The existence of the learning phase should have an impact on future clinical trials evaluating RPD against other surgical interventions. One of the early criticisms of minimally invasive PD is that it has higher complication rates and mortality compared with OPD, especially in low volume centres (< 10 minimally invasive PD per year) [28]. Establishing a minimal threshold for recruitment of centres and surgeons into future multicentre trials is, therefore, necessary to ensure that initial learning phase outcomes are not confounding the overall results. Indeed, the LEOPARD-2 trial, which aimed at comparing OPD with LPD has set a minimum of 20 LPD for any centre to enrol [29]. However, despite setting the threshold of 20 LPDs, that group was found to be associated with higher complication rates, raising concerns about using a one-size-fits-all approach to learning curves and suggesting a potentially higher number of cases needed for proficiency in LPD than in RPD [8]. The learning phase is shorter in robotic surgery compared with laparoscopic surgery, which will play an important role in surgical training as minimally invasive technique adoption increases [10]. While technical proficiency curves signify that RPD can be implemented safely and is technically feasible for a variety of benign and malignant indications, formal analyses in terms of long-term survival and oncological outcomes are needed in the future to establish the long-term benefit of RPD, and to determine if oncological outcomes improve over time, as number of cases performed increase [15].

As such, RPD should remain only confined to specialist centres with hepatopancreatobiliary experience and where a standardised robotic training program has been followed.
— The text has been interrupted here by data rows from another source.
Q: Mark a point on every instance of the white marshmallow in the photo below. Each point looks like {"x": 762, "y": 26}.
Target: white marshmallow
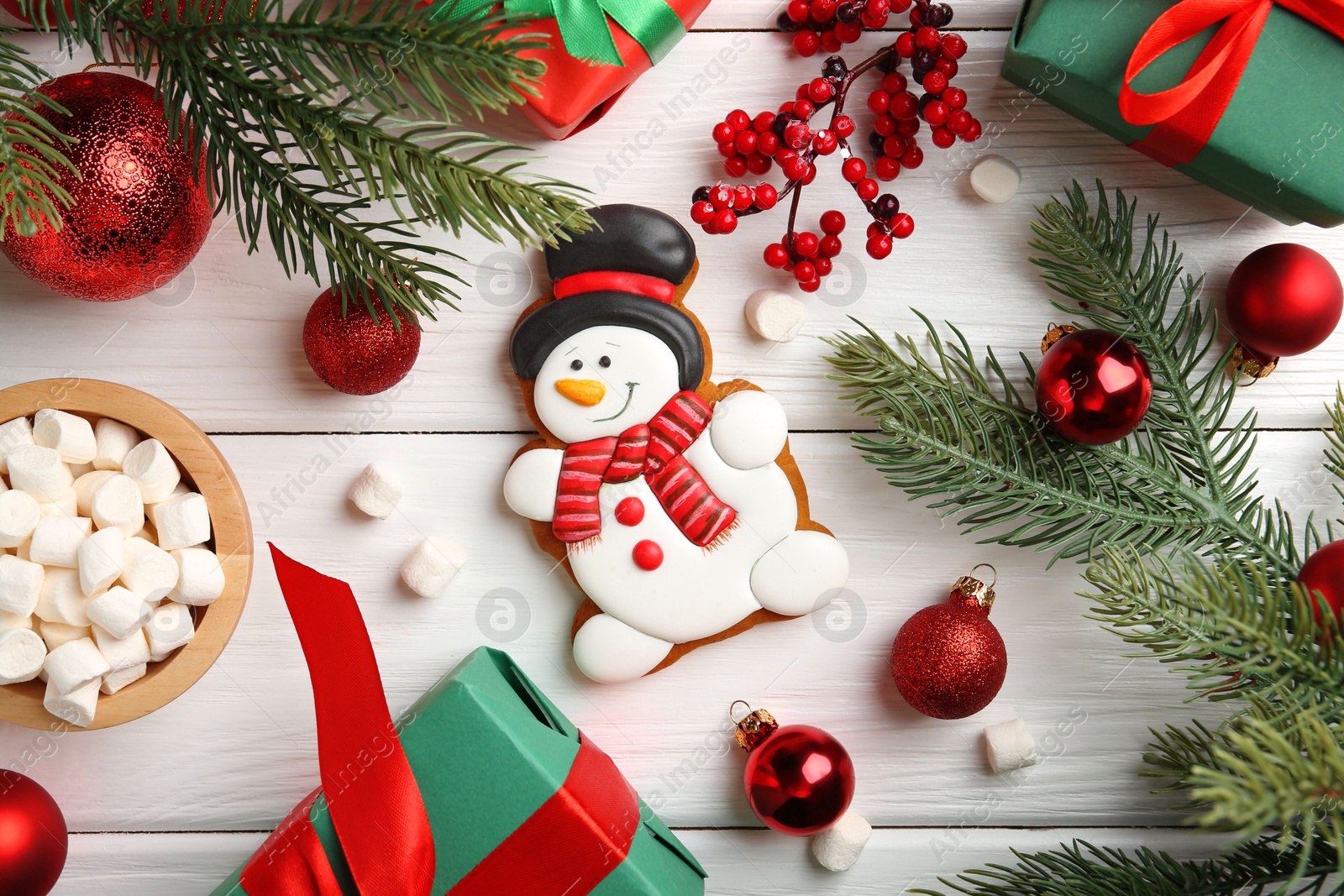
{"x": 114, "y": 441}
{"x": 150, "y": 571}
{"x": 58, "y": 633}
{"x": 22, "y": 654}
{"x": 1010, "y": 746}
{"x": 432, "y": 566}
{"x": 20, "y": 584}
{"x": 74, "y": 664}
{"x": 77, "y": 707}
{"x": 120, "y": 611}
{"x": 181, "y": 523}
{"x": 19, "y": 516}
{"x": 375, "y": 493}
{"x": 152, "y": 468}
{"x": 121, "y": 653}
{"x": 55, "y": 542}
{"x": 67, "y": 434}
{"x": 995, "y": 179}
{"x": 118, "y": 503}
{"x": 114, "y": 681}
{"x": 171, "y": 627}
{"x": 87, "y": 486}
{"x": 776, "y": 316}
{"x": 13, "y": 434}
{"x": 62, "y": 600}
{"x": 39, "y": 472}
{"x": 201, "y": 578}
{"x": 101, "y": 559}
{"x": 839, "y": 846}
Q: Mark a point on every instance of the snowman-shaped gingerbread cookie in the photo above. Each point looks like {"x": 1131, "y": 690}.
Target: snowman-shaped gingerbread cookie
{"x": 674, "y": 503}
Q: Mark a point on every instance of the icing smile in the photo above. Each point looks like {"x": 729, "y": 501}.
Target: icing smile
{"x": 628, "y": 398}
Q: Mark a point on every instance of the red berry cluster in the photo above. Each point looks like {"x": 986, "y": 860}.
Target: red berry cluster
{"x": 828, "y": 24}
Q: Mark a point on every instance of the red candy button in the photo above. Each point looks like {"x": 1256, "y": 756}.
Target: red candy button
{"x": 629, "y": 512}
{"x": 647, "y": 555}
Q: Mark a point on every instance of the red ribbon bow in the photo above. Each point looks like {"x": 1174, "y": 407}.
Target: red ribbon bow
{"x": 1187, "y": 114}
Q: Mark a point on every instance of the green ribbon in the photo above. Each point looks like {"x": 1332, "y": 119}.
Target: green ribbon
{"x": 584, "y": 23}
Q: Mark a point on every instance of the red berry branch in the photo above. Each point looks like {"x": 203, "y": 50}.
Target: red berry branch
{"x": 785, "y": 137}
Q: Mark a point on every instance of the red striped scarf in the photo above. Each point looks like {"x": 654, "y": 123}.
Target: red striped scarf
{"x": 652, "y": 450}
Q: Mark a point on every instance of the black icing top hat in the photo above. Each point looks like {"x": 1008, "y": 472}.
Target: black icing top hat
{"x": 622, "y": 273}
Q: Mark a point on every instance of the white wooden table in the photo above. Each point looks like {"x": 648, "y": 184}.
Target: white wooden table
{"x": 168, "y": 805}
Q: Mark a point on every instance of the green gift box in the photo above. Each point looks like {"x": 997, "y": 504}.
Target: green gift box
{"x": 517, "y": 801}
{"x": 1278, "y": 145}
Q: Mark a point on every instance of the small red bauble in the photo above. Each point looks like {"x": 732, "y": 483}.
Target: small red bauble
{"x": 949, "y": 660}
{"x": 1093, "y": 385}
{"x": 1284, "y": 300}
{"x": 354, "y": 354}
{"x": 799, "y": 778}
{"x": 33, "y": 837}
{"x": 141, "y": 210}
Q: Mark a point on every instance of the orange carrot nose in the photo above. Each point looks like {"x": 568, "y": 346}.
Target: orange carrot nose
{"x": 586, "y": 392}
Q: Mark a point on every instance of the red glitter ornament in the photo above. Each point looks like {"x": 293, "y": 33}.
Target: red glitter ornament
{"x": 33, "y": 837}
{"x": 353, "y": 352}
{"x": 949, "y": 660}
{"x": 799, "y": 778}
{"x": 1093, "y": 385}
{"x": 141, "y": 210}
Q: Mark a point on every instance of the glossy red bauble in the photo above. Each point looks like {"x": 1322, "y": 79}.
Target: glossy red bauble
{"x": 141, "y": 208}
{"x": 1093, "y": 387}
{"x": 799, "y": 781}
{"x": 354, "y": 354}
{"x": 33, "y": 837}
{"x": 1284, "y": 300}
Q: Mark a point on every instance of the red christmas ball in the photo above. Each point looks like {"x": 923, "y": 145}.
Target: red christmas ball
{"x": 33, "y": 837}
{"x": 949, "y": 660}
{"x": 353, "y": 352}
{"x": 799, "y": 781}
{"x": 1095, "y": 387}
{"x": 1284, "y": 300}
{"x": 141, "y": 208}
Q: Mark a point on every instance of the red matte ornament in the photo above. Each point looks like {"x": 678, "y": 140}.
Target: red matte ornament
{"x": 141, "y": 208}
{"x": 1092, "y": 385}
{"x": 33, "y": 837}
{"x": 949, "y": 660}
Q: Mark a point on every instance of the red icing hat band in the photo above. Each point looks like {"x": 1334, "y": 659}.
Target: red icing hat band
{"x": 615, "y": 281}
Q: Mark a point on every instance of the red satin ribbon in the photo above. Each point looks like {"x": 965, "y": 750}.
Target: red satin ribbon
{"x": 1187, "y": 114}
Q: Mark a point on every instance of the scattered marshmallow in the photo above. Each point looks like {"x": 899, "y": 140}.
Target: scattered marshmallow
{"x": 432, "y": 566}
{"x": 150, "y": 571}
{"x": 375, "y": 493}
{"x": 19, "y": 516}
{"x": 71, "y": 436}
{"x": 20, "y": 584}
{"x": 22, "y": 654}
{"x": 57, "y": 540}
{"x": 114, "y": 441}
{"x": 776, "y": 316}
{"x": 39, "y": 472}
{"x": 1010, "y": 746}
{"x": 839, "y": 846}
{"x": 201, "y": 578}
{"x": 101, "y": 559}
{"x": 152, "y": 468}
{"x": 995, "y": 179}
{"x": 76, "y": 664}
{"x": 77, "y": 707}
{"x": 181, "y": 523}
{"x": 118, "y": 503}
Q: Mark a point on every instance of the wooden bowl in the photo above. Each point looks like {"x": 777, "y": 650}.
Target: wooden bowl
{"x": 205, "y": 469}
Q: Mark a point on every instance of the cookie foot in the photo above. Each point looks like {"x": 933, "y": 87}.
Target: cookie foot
{"x": 608, "y": 651}
{"x": 797, "y": 574}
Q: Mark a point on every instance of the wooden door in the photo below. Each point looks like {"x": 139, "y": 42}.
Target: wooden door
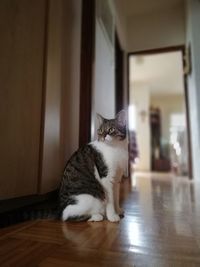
{"x": 22, "y": 27}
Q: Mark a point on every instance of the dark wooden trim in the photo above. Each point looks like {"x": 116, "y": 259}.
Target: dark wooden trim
{"x": 187, "y": 120}
{"x": 165, "y": 50}
{"x": 43, "y": 103}
{"x": 86, "y": 71}
{"x": 119, "y": 75}
{"x": 158, "y": 50}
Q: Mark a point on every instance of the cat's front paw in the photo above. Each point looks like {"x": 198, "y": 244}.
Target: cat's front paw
{"x": 113, "y": 217}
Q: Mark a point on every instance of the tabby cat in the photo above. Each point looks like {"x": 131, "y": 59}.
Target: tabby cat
{"x": 90, "y": 183}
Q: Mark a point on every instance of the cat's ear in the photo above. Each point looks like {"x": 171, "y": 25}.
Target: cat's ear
{"x": 100, "y": 119}
{"x": 121, "y": 118}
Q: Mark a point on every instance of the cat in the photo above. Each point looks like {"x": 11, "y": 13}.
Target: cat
{"x": 90, "y": 184}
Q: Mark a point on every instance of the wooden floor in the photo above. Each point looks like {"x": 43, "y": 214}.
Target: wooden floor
{"x": 161, "y": 227}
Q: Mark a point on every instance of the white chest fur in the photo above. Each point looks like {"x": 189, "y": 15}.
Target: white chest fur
{"x": 115, "y": 154}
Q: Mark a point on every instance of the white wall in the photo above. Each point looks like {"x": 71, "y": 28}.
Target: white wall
{"x": 156, "y": 30}
{"x": 168, "y": 105}
{"x": 104, "y": 78}
{"x": 139, "y": 97}
{"x": 193, "y": 38}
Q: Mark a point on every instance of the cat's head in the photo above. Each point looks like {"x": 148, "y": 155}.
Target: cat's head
{"x": 114, "y": 128}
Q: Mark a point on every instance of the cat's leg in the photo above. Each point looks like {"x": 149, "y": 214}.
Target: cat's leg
{"x": 110, "y": 205}
{"x": 97, "y": 211}
{"x": 116, "y": 198}
{"x": 86, "y": 205}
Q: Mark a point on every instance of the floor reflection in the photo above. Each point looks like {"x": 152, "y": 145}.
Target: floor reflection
{"x": 160, "y": 226}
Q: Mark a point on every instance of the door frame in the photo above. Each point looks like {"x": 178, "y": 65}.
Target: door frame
{"x": 180, "y": 48}
{"x": 86, "y": 70}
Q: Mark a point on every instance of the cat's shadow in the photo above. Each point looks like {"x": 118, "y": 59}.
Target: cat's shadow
{"x": 85, "y": 232}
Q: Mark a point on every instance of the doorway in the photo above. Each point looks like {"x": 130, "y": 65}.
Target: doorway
{"x": 158, "y": 112}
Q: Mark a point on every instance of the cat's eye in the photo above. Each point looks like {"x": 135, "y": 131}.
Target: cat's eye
{"x": 111, "y": 130}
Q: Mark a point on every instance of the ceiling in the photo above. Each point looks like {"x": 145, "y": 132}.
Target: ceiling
{"x": 135, "y": 7}
{"x": 160, "y": 73}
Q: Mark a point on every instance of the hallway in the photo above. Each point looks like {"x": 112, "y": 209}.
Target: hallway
{"x": 161, "y": 227}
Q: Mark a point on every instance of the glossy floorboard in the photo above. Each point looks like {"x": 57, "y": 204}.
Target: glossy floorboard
{"x": 161, "y": 227}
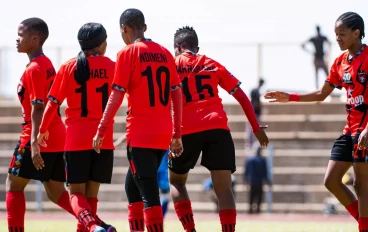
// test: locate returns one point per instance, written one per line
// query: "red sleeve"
(244, 102)
(175, 82)
(48, 115)
(123, 70)
(112, 107)
(59, 87)
(333, 77)
(177, 112)
(37, 83)
(227, 81)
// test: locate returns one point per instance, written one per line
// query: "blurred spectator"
(256, 175)
(318, 42)
(208, 187)
(255, 98)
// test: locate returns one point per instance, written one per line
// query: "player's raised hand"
(262, 138)
(41, 139)
(363, 140)
(176, 147)
(277, 96)
(97, 143)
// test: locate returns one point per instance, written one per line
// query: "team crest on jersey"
(19, 88)
(362, 77)
(347, 78)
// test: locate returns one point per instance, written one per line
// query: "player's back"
(33, 89)
(85, 103)
(146, 71)
(201, 76)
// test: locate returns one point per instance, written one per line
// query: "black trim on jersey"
(363, 107)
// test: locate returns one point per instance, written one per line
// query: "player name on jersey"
(50, 72)
(195, 69)
(152, 57)
(98, 73)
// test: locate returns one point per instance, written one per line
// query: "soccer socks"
(165, 199)
(83, 211)
(15, 209)
(228, 220)
(135, 216)
(363, 224)
(64, 202)
(184, 212)
(353, 209)
(154, 219)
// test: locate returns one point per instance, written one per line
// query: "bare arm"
(317, 95)
(36, 117)
(37, 113)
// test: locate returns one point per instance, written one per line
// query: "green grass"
(202, 226)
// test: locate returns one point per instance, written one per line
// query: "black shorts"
(345, 149)
(82, 166)
(217, 147)
(144, 162)
(21, 165)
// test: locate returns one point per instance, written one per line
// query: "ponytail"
(82, 73)
(90, 35)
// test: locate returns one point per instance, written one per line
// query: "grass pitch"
(56, 225)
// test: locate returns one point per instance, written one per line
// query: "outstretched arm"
(244, 102)
(317, 95)
(176, 146)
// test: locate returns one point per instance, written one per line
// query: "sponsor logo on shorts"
(355, 101)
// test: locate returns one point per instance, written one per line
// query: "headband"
(95, 42)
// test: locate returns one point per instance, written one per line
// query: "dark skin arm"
(317, 95)
(36, 116)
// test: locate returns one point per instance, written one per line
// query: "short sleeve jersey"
(146, 72)
(201, 76)
(85, 103)
(352, 75)
(32, 89)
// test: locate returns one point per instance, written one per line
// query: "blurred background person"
(255, 176)
(318, 42)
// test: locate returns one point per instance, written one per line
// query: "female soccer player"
(349, 71)
(29, 161)
(205, 129)
(85, 83)
(146, 72)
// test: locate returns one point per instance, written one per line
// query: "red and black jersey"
(351, 74)
(201, 76)
(33, 87)
(146, 72)
(85, 103)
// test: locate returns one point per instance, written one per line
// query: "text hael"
(98, 73)
(195, 69)
(152, 57)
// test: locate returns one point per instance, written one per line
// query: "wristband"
(294, 97)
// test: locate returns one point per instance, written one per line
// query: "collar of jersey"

In this way, RPD is safe to implement, as seen in the Netherlands and in Japan [30, 31]. A threshold of 21 cases for reaching technical proficiency has been found in this analysis, yet other factors should be considered for safe implementation of RPD, as learning curves are likely to be a surgeon- and institution-specific. What is more, the learning process likely does not stop with reaching proficiency, and more cases are needed to achieve mastery, which could be reflected in improvements in long-term, oncological outcomes [15]. In the future, single-surgeon outcomes analytics could be a useful tool for assessing competency ascertainment during training and quality control, while identifying phases of proficiency can allow for more targeted training and supervision. Future studies on RPD should focus on ensuring surgeons have reached proficiency in RPD to allow for objective outcome comparisons between RPD, LPD and OPD in order to elucidate the true effect of minimally invasive techniques on PD outcomes in the short and long-term.